Add this line to your Hyprland hotkeys config:
bind = , F12, exec, dbus-send --session --dest=com.parakeet.Transcribe --type=method_call /com/parakeet/Transcribe com.parakeet.Transcribe.Toggle
If you enabled the OpenRouter API key, you can bind additional hotkeys for the LLM-powered modes:
# Ask mode: speak a question/command; pastes concise answer
bind = , F9, exec, dbus-send --session --dest=com.parakeet.Transcribe --type=method_call /com/parakeet/Transcribe com.parakeet.Transcribe.ToggleAsk
# Transform mode: speak an instruction to transform current clipboard text; pastes transformed text
bind = , F10, exec, dbus-send --session --dest=com.parakeet.Transcribe --type=method_call /com/parakeet/Transcribe com.parakeet.Transcribe.ToggleTransform
# Insert mode: speak text to insert into clipboard content; pastes merged text
bind = , F11, exec, dbus-send --session --dest=com.parakeet.Transcribe --type=method_call /com/parakeet/Transcribe com.parakeet.Transcribe.ToggleLLM
- Press F12 to start recording
- Speak your text
- Press F12 again to stop recording
- The transcription will be automatically pasted at your cursor position using Ctrl+Shift+V
Parakeet includes three optional LLM-powered workflows that build on top of local speech recognition. These require an OpenRouter API key and internet connectivity. Without a key, these features are skipped gracefully.
-
Ask mode (
ToggleAsk)- Speak a question or instruction. The LLM returns a short, direct answer which is pasted.

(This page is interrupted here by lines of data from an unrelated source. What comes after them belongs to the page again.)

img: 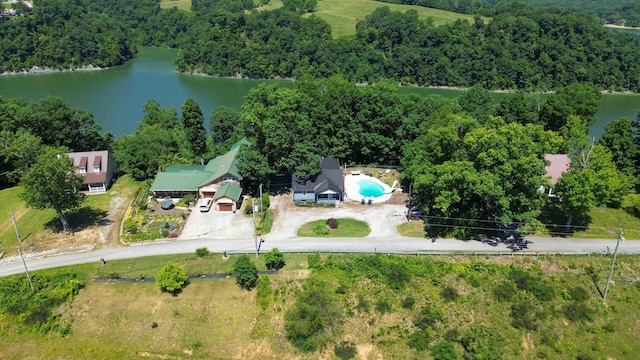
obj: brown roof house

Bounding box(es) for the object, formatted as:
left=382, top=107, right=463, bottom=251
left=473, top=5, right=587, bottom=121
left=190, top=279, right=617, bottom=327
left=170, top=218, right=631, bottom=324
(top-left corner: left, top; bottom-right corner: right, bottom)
left=66, top=150, right=116, bottom=193
left=540, top=154, right=571, bottom=197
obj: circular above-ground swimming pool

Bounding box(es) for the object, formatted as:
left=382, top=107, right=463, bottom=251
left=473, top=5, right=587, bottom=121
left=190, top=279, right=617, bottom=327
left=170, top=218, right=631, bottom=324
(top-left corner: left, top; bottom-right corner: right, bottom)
left=344, top=174, right=391, bottom=203
left=357, top=177, right=384, bottom=197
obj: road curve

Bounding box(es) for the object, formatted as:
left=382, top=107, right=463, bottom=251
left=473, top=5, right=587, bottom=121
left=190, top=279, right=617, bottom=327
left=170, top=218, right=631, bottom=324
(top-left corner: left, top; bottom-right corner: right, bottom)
left=0, top=237, right=640, bottom=276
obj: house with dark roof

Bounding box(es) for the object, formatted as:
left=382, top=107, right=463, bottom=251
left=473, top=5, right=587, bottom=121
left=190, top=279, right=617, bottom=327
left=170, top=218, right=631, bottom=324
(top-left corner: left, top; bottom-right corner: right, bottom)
left=66, top=150, right=116, bottom=193
left=150, top=139, right=250, bottom=211
left=540, top=154, right=571, bottom=197
left=291, top=157, right=344, bottom=204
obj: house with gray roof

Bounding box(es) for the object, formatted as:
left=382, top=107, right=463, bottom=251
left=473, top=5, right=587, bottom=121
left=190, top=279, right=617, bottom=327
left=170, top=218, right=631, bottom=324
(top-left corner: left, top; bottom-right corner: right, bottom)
left=66, top=150, right=116, bottom=193
left=291, top=157, right=344, bottom=205
left=150, top=139, right=250, bottom=211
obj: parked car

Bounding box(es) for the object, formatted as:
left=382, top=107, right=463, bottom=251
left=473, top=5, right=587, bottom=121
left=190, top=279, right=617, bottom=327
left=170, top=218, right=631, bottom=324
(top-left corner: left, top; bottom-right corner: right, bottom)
left=407, top=206, right=426, bottom=220
left=160, top=199, right=176, bottom=210
left=200, top=198, right=213, bottom=212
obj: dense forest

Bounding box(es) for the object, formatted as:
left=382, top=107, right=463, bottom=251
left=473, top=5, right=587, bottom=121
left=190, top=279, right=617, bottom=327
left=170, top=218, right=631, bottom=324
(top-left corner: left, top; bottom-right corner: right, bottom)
left=0, top=0, right=136, bottom=73
left=176, top=5, right=640, bottom=91
left=378, top=0, right=640, bottom=27
left=0, top=0, right=640, bottom=91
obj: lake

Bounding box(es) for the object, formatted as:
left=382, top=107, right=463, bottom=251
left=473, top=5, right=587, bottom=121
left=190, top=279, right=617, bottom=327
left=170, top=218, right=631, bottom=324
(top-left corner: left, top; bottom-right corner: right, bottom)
left=0, top=47, right=640, bottom=137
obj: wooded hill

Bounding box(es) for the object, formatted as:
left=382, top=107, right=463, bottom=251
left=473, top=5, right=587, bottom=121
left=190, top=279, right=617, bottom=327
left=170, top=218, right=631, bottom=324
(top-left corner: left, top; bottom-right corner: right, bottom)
left=0, top=0, right=640, bottom=92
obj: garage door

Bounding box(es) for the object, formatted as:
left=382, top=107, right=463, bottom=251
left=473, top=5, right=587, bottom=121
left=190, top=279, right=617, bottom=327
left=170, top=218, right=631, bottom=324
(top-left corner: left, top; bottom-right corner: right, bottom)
left=220, top=203, right=233, bottom=211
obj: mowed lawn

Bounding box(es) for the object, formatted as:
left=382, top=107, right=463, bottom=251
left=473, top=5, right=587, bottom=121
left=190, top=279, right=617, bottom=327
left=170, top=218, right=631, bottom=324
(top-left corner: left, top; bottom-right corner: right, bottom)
left=304, top=0, right=480, bottom=38
left=160, top=0, right=191, bottom=11
left=0, top=176, right=140, bottom=256
left=258, top=0, right=489, bottom=38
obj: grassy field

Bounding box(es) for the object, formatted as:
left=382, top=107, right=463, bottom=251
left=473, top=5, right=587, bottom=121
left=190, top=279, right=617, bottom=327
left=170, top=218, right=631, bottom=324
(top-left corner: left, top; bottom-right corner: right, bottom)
left=0, top=176, right=139, bottom=255
left=160, top=0, right=191, bottom=11
left=258, top=0, right=488, bottom=38
left=0, top=254, right=640, bottom=359
left=298, top=218, right=371, bottom=237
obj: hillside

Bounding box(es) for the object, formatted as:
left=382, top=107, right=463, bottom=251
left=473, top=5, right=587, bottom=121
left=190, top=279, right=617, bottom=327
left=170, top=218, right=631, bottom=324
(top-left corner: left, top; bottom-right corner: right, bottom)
left=0, top=255, right=640, bottom=359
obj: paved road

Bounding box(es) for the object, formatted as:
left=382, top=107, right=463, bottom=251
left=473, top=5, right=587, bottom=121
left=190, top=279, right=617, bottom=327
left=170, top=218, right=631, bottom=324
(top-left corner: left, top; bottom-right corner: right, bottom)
left=0, top=237, right=640, bottom=276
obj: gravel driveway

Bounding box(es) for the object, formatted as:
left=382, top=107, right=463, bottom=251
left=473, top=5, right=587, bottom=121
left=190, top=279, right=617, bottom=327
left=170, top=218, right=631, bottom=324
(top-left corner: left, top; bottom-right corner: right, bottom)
left=179, top=194, right=407, bottom=240
left=268, top=194, right=407, bottom=239
left=179, top=203, right=253, bottom=240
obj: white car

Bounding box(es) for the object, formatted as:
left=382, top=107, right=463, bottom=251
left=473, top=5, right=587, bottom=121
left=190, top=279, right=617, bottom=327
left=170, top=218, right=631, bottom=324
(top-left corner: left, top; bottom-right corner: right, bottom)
left=200, top=198, right=213, bottom=212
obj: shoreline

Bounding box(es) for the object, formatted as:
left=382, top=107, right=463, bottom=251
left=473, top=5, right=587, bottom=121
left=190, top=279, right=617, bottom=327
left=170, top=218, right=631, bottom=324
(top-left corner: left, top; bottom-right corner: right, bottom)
left=0, top=64, right=109, bottom=76
left=602, top=24, right=640, bottom=30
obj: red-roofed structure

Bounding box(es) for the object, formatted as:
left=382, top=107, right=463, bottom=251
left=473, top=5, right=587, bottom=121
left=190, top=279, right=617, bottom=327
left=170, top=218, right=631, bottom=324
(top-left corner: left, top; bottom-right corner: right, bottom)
left=66, top=150, right=116, bottom=193
left=544, top=154, right=571, bottom=196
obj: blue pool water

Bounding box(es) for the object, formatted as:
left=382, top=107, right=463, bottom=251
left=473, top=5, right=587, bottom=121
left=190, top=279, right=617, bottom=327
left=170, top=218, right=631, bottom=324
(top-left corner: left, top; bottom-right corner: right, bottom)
left=358, top=179, right=384, bottom=197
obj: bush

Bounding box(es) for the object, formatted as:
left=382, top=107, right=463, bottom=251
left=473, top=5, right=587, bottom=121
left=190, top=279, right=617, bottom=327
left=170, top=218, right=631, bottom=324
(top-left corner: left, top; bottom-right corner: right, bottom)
left=408, top=327, right=435, bottom=351
left=511, top=301, right=538, bottom=330
left=493, top=281, right=518, bottom=302
left=264, top=248, right=286, bottom=270
left=327, top=218, right=338, bottom=229
left=402, top=295, right=416, bottom=310
left=569, top=286, right=589, bottom=302
left=262, top=193, right=271, bottom=211
left=563, top=303, right=594, bottom=322
left=622, top=194, right=640, bottom=217
left=431, top=341, right=459, bottom=360
left=333, top=341, right=358, bottom=360
left=307, top=253, right=322, bottom=270
left=311, top=224, right=331, bottom=235
left=156, top=262, right=189, bottom=296
left=196, top=248, right=209, bottom=257
left=256, top=276, right=273, bottom=310
left=440, top=286, right=460, bottom=302
left=233, top=255, right=258, bottom=291
left=284, top=277, right=342, bottom=352
left=376, top=300, right=392, bottom=315
left=413, top=306, right=444, bottom=330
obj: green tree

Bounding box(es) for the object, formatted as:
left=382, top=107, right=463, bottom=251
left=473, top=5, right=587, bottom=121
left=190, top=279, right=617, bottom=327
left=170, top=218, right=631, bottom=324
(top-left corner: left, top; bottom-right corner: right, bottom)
left=540, top=83, right=602, bottom=131
left=284, top=277, right=342, bottom=352
left=264, top=248, right=286, bottom=270
left=458, top=85, right=493, bottom=123
left=233, top=255, right=258, bottom=290
left=0, top=130, right=42, bottom=183
left=210, top=106, right=241, bottom=146
left=156, top=262, right=189, bottom=296
left=181, top=98, right=207, bottom=158
left=494, top=90, right=538, bottom=124
left=20, top=146, right=85, bottom=232
left=598, top=118, right=640, bottom=181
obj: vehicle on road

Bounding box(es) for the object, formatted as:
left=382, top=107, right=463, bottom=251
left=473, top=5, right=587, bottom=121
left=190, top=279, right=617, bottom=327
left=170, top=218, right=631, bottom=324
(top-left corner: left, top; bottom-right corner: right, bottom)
left=200, top=198, right=213, bottom=212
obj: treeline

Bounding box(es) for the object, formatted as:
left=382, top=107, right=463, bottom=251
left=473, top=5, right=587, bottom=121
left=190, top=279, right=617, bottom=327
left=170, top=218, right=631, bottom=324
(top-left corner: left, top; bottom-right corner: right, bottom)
left=0, top=96, right=113, bottom=184
left=0, top=0, right=136, bottom=73
left=176, top=4, right=640, bottom=91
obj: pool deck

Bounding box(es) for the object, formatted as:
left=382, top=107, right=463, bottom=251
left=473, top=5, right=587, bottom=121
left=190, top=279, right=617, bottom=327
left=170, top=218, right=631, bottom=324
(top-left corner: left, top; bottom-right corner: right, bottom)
left=344, top=174, right=396, bottom=204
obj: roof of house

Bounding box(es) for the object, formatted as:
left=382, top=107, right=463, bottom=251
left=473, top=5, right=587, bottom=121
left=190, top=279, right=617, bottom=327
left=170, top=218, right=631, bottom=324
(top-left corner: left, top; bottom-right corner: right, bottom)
left=544, top=154, right=571, bottom=185
left=291, top=156, right=344, bottom=192
left=65, top=150, right=109, bottom=184
left=151, top=139, right=249, bottom=191
left=213, top=183, right=242, bottom=201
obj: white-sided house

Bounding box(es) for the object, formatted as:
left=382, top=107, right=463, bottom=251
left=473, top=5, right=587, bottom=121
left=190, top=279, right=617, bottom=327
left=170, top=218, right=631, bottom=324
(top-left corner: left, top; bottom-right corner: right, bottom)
left=66, top=150, right=116, bottom=193
left=291, top=157, right=344, bottom=205
left=540, top=154, right=571, bottom=197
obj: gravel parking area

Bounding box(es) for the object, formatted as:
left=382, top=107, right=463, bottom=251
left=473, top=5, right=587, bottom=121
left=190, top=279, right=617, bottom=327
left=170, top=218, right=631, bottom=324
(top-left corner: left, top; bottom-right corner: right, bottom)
left=179, top=194, right=407, bottom=239
left=179, top=203, right=253, bottom=240
left=268, top=194, right=407, bottom=239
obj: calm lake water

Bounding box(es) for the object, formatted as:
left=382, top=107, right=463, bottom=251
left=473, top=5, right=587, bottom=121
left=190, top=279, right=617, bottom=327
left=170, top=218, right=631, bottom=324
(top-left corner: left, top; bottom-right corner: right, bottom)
left=0, top=47, right=640, bottom=137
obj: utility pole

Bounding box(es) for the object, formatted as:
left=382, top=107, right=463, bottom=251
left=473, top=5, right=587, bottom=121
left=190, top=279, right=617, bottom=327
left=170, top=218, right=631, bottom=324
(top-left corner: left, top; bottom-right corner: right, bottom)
left=602, top=229, right=624, bottom=300
left=9, top=211, right=36, bottom=292
left=251, top=198, right=258, bottom=257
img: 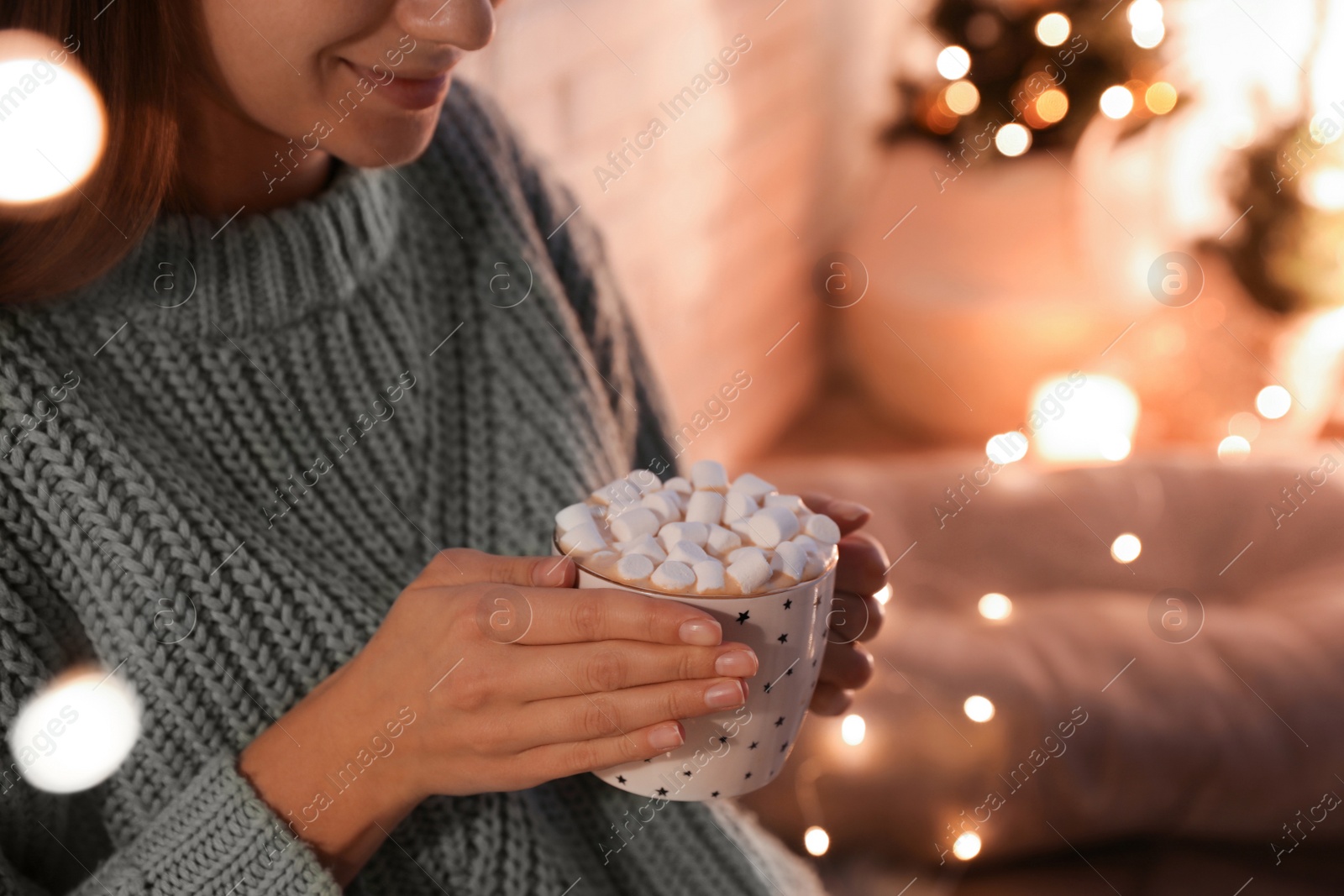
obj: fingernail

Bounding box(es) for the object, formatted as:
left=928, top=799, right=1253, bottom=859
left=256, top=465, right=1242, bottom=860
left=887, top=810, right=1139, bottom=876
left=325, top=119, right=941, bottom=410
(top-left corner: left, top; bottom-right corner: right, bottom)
left=649, top=721, right=685, bottom=750
left=714, top=650, right=759, bottom=679
left=704, top=681, right=748, bottom=710
left=677, top=619, right=723, bottom=647
left=533, top=558, right=571, bottom=587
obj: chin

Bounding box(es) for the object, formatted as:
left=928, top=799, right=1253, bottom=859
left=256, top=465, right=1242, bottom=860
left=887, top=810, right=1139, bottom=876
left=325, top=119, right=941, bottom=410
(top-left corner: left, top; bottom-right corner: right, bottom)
left=327, top=106, right=439, bottom=168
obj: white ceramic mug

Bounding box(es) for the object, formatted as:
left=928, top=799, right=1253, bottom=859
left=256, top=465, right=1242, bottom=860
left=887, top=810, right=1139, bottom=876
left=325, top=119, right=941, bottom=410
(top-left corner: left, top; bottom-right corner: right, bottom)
left=556, top=549, right=836, bottom=802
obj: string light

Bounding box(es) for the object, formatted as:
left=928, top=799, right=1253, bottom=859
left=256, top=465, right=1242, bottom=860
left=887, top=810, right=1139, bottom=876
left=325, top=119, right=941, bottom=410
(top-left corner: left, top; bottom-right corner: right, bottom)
left=802, top=825, right=831, bottom=856
left=995, top=123, right=1031, bottom=159
left=1110, top=532, right=1144, bottom=563
left=938, top=45, right=970, bottom=81
left=840, top=713, right=869, bottom=747
left=1100, top=85, right=1134, bottom=118
left=1255, top=385, right=1293, bottom=421
left=961, top=693, right=995, bottom=721
left=1144, top=81, right=1176, bottom=116
left=8, top=669, right=139, bottom=794
left=1218, top=435, right=1252, bottom=464
left=976, top=591, right=1012, bottom=622
left=0, top=31, right=108, bottom=204
left=1037, top=12, right=1073, bottom=47
left=952, top=831, right=979, bottom=862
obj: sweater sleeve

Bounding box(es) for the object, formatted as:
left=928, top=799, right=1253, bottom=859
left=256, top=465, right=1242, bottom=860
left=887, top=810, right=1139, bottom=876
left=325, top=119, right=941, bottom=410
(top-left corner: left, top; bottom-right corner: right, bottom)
left=0, top=572, right=340, bottom=896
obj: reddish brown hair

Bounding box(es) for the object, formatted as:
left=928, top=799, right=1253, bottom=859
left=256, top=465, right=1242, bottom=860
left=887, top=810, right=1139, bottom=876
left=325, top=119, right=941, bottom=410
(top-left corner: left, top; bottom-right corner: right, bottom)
left=0, top=0, right=203, bottom=302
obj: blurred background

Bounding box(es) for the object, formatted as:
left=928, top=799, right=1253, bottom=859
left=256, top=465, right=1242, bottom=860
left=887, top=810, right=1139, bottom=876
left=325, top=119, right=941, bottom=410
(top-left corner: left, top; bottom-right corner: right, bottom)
left=469, top=0, right=1344, bottom=896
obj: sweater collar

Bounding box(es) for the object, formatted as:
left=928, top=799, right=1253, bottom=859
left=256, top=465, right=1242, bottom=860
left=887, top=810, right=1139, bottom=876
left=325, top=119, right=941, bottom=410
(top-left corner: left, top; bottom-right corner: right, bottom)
left=52, top=161, right=406, bottom=338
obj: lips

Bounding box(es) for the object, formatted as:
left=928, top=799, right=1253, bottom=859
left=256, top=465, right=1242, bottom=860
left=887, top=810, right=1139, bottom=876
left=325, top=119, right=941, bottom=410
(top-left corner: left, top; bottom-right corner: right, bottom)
left=341, top=59, right=452, bottom=112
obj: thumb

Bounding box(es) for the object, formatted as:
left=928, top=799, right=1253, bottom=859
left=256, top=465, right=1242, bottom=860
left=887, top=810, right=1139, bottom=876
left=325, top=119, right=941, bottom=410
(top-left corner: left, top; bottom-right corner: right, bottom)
left=414, top=548, right=576, bottom=589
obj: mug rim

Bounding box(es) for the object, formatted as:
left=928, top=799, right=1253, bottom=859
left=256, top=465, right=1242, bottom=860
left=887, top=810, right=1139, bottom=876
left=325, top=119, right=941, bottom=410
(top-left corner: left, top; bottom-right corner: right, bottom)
left=551, top=535, right=840, bottom=600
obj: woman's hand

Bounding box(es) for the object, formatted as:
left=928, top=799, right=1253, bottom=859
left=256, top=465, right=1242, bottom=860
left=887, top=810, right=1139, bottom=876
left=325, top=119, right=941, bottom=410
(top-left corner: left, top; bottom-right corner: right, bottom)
left=239, top=549, right=758, bottom=881
left=802, top=495, right=890, bottom=716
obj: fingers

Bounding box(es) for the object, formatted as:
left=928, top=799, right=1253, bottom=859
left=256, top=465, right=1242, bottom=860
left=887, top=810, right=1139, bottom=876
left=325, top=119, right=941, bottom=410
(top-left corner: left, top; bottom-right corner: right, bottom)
left=836, top=532, right=891, bottom=594
left=513, top=641, right=761, bottom=701
left=506, top=679, right=746, bottom=750
left=811, top=681, right=853, bottom=716
left=507, top=589, right=723, bottom=646
left=798, top=493, right=872, bottom=535
left=817, top=643, right=874, bottom=690
left=827, top=591, right=887, bottom=645
left=410, top=548, right=578, bottom=589
left=519, top=721, right=685, bottom=780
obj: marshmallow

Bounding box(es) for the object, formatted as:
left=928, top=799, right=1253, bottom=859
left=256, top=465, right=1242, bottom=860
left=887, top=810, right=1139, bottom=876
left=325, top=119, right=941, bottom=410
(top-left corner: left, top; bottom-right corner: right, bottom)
left=690, top=558, right=723, bottom=594
left=690, top=461, right=728, bottom=490
left=685, top=491, right=723, bottom=525
left=640, top=491, right=681, bottom=525
left=616, top=553, right=654, bottom=582
left=724, top=553, right=770, bottom=594
left=649, top=560, right=695, bottom=591
left=805, top=513, right=840, bottom=547
left=659, top=522, right=710, bottom=551
left=728, top=545, right=770, bottom=563
left=668, top=542, right=710, bottom=565
left=616, top=535, right=668, bottom=563
left=663, top=475, right=690, bottom=495
left=723, top=491, right=761, bottom=525
left=625, top=470, right=663, bottom=495
left=560, top=520, right=606, bottom=553
left=732, top=473, right=775, bottom=501
left=750, top=508, right=798, bottom=548
left=764, top=495, right=808, bottom=513
left=593, top=478, right=640, bottom=506
left=706, top=525, right=742, bottom=553
left=555, top=502, right=593, bottom=532
left=607, top=508, right=661, bottom=542
left=770, top=542, right=808, bottom=584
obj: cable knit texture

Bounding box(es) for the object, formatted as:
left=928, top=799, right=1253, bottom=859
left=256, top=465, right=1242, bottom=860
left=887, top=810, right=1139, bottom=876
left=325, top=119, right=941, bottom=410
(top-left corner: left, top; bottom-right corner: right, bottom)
left=0, top=85, right=820, bottom=896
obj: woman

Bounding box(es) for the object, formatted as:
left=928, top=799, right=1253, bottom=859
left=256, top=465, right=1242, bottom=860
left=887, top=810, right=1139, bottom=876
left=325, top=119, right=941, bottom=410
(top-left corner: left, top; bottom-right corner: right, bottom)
left=0, top=0, right=885, bottom=894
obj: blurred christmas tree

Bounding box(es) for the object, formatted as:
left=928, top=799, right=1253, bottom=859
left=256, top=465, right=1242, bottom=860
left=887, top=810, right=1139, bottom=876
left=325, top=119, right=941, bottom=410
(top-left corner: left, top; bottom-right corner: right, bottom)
left=883, top=0, right=1176, bottom=166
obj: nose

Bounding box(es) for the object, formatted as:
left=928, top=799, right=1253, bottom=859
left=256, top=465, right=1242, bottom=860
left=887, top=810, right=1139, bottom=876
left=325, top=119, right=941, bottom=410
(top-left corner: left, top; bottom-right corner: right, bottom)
left=396, top=0, right=495, bottom=50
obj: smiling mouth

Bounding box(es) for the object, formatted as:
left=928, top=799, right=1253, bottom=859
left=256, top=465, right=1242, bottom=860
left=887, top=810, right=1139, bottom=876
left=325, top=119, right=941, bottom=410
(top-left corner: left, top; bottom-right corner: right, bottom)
left=341, top=59, right=457, bottom=112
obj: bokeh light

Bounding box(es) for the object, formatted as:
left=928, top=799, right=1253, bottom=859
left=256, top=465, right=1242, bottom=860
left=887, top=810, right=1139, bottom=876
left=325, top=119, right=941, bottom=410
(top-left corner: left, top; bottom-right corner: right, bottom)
left=1144, top=81, right=1176, bottom=116
left=938, top=45, right=970, bottom=81
left=995, top=123, right=1031, bottom=157
left=840, top=713, right=869, bottom=747
left=8, top=669, right=139, bottom=794
left=1255, top=385, right=1293, bottom=421
left=942, top=81, right=979, bottom=116
left=0, top=31, right=108, bottom=204
left=976, top=591, right=1012, bottom=622
left=952, top=831, right=979, bottom=862
left=961, top=693, right=995, bottom=721
left=1218, top=435, right=1252, bottom=464
left=1110, top=532, right=1144, bottom=563
left=1100, top=85, right=1134, bottom=118
left=1037, top=12, right=1073, bottom=47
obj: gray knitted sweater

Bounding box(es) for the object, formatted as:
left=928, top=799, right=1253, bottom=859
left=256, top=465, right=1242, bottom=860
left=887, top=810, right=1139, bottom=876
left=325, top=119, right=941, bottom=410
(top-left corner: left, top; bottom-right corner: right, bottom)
left=0, top=85, right=820, bottom=896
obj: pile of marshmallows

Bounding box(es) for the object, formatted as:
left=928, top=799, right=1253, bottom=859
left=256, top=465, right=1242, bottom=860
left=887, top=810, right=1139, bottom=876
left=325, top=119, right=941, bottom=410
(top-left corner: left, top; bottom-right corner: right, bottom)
left=555, top=461, right=840, bottom=595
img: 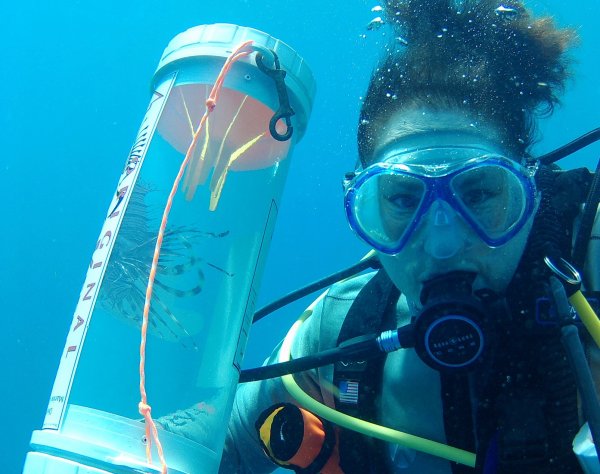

- Example: “Translate ‘good morning’ to French.” → pastes “bonjour”.
-
Transform mode (
ToggleTransform)- Speak an instruction; the LLM applies it to your current clipboard content and pastes the result.
- Example: “Summarize in one sentence.”
-
Insert mode (
ToggleLLM)- Speak text to insert into the clipboard content. The LLM merges it in-place (or at the end), adjusting punctuation/casing minimally.
- Example: Insert a short sentence into a paragraph on your clipboard.
You can trigger these directly via D-Bus as well:
# Ask mode
dbus-send --session --dest=com.parakeet.Transcribe --type=method_call \
/com/parakeet/Transcribe com.parakeet.Transcribe.StartRecordingAsk
dbus-send --session --dest=com.parakeet.Transcribe --type=method_call \
/com/parakeet/Transcribe com.parakeet.Transcribe.StopRecordingAsk
# Transform mode
dbus-send --session --dest=com.parakeet.Transcribe --type=method_call \
/com/parakeet/Transcribe com.parakeet.Transcribe.StartRecordingTransform
dbus-send --session --dest=com.parakeet.Transcribe --type=method_call \
/com/parakeet/Transcribe com.parakeet.Transcribe.StopRecordingTransform
# Insert mode
dbus-send --session --dest=com.parakeet.Transcribe --type=method_call \
/com/parakeet/Transcribe com.parakeet.Transcribe.StartRecordingLLM
dbus-send --session --dest=com.parakeet.Transcribe --type=method_call \
/com/parakeet/Transcribe com.parakeet.Transcribe.StopRecordingLLM- Default OpenRouter model:
google/gemini-2.5-flash-preview-09-2025. - You may change the model by editing the
modelfield inparakeet_dbus.pywhere the OpenRouter request payload is constructed. - Using these features sends your prompt and relevant text to the selected OpenRouter model provider; avoid sensitive data.
Parakeet service:
journalctl --user -u parakeet-dbus.service -fydotoold service:
sudo journalctl -u ydotoold.service -f# Start recording
dbus-send --session --dest=com.parakeet.Transcribe --type=method_call /com/parakeet/Transcribe com.parakeet.Transcribe.StartRecording
# Stop recording (will transcribe and paste)
dbus-send --session --dest=com.parakeet.Transcribe --type=method_call /com/parakeet/Transcribe com.parakeet.Transcribe.StopRecordingMake sure ydotoold is running:
ls -la /run/ydotool/socketYou should see a socket file. If not, restart ydotoold:
sudo systemctl restart ydotoold.serviceSpeak for at least 1 second. Very short recordings are ignored.
- parakeet_dbus.py - Main D-Bus service that handles recording and transcription
- ydotoold.service - System service for keyboard automation (runs as root)
- parakeet-dbus.service - User service for the transcription D-Bus interface
Uses the NVIDIA Parakeet TDT 0.6B v3 model via onnx-asr:
- Automatic download on first run
- ~2.8GB memory usage when loaded
- Multilanguage - you can even switch language while speaking.